You can see it in almost every single big business that isnt dependant on Long term Consumer addiction to get sales.
Shotsighted and dumb!!!
The product has never been worse, our competitors are taking our market share but the useless elitists at the top of the management team and the dillusional CEO can't stop circle-jerking.
This company will fail and, anymore, I hope it does.
Interestingly, although companies have done everything they can to turn them into disposable, just-in-time workers they STILL looked sideways at anyone with a spotty resume as though they expected working at the same place for 20 years was the norm, AMAZING!
Of course I'm amazed ANYONE still goes into IT when the government has a program specifically designed to cut them off at the knees...(H1-B , I'm looking at YOU!).
hell-bent on destroying slowly and quietly the very fabric of this society. Year after year,day after day
all solidarity and common sense of belonging have been meticulously destroyed or repressed by the
last governments and their allied, corporate business. Money has been marketed as the ultimate sign
of accomplishment and anything standing in the way of making a quick buck is evil, human life
included.
All that matters is a few lame and lazy assed executives get their multi-million dollar bonuses and the major share holders (along with the board) can save a little of their stock value.

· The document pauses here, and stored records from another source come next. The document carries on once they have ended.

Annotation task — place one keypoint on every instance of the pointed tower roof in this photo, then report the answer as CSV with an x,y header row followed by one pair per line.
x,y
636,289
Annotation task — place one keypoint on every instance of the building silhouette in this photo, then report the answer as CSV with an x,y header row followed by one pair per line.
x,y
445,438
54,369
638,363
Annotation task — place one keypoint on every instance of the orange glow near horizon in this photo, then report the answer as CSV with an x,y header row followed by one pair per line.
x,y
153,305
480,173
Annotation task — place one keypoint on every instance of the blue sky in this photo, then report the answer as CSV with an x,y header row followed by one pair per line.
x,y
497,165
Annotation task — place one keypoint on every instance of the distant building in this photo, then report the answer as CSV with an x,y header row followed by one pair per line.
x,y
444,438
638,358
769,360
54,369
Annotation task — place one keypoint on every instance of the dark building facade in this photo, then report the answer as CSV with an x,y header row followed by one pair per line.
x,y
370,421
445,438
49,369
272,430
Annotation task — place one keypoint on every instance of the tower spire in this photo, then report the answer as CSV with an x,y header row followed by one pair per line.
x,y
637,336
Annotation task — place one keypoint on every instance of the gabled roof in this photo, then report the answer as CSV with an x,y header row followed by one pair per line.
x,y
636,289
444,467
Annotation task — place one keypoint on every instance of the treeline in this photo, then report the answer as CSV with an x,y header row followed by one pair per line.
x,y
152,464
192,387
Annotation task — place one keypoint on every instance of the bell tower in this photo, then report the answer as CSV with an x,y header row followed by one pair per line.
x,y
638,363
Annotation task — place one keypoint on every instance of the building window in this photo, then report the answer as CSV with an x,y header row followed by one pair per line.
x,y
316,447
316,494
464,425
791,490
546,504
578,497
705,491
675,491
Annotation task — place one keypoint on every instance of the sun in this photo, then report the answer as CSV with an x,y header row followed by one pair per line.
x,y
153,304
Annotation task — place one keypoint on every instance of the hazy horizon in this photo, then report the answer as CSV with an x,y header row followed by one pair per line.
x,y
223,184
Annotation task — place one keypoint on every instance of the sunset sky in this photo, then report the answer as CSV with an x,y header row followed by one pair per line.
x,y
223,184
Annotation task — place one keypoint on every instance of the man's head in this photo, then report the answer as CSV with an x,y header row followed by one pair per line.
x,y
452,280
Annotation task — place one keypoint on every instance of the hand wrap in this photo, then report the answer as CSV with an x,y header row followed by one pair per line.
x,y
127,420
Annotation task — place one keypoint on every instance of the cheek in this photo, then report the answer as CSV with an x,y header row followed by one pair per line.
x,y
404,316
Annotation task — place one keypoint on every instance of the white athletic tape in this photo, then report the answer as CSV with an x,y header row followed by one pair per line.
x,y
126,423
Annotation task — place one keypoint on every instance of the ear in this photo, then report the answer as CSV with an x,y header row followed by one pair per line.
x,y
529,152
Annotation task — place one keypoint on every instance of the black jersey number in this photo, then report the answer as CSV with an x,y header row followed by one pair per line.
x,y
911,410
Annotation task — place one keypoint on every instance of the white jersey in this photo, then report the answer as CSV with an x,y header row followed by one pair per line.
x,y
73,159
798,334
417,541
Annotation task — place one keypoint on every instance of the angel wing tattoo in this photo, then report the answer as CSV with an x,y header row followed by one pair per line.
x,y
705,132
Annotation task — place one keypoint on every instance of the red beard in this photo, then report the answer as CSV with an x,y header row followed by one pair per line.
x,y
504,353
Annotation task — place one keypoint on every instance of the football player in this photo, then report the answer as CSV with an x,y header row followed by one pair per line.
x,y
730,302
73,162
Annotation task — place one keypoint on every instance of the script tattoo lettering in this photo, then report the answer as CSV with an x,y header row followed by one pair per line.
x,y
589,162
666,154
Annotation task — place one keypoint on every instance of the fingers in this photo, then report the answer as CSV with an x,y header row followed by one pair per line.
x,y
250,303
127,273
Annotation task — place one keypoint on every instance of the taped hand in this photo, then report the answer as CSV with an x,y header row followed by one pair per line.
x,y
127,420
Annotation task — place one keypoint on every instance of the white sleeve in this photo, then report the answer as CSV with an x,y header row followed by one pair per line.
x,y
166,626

Of course Congress doesn't care, they just want to make sure their rich friends are taken care of so they can get the consulting or lobbyist jobs they were promised for the underhanded deal they passed as a law.
The taxpayer gets an unemployment insurance extension of thirteen weeks (but only if your state has more than 6% unemployment) while a lot of already very rich people get handed all the money they want with no conditions.
It's not any wonder that we have lost so much productive capacity in return for soon to be overvalued government IOUs.
We DO need change. And it is here.
It broke, and breaks, far more than that. Just as the knee jerk reaction of government--Federal, State, and local--is to cut Social Benefits Programs first when confronted with budget shortfalls, so do Corporations cut the working person first when their mismanagement finally becomes apparent.
You notice in both instances the first to pay are those with the least ability to. And the least powerful in this classist society. This is, and always will be, Class Warfare. And the enemy is both the government sworn to protect us, and the Corporations to whom we rent our bodies as tools! The casualties are blue collar, working poor, who lose their jobs and their benefits endangering entire families and creating severe social dislocation, and Union members as they are fired first in order to finish the work begun by NAFTA and other Globalist strategies.
The New Feudalists don't want contracts with their workers--they want willing and obedient slaves.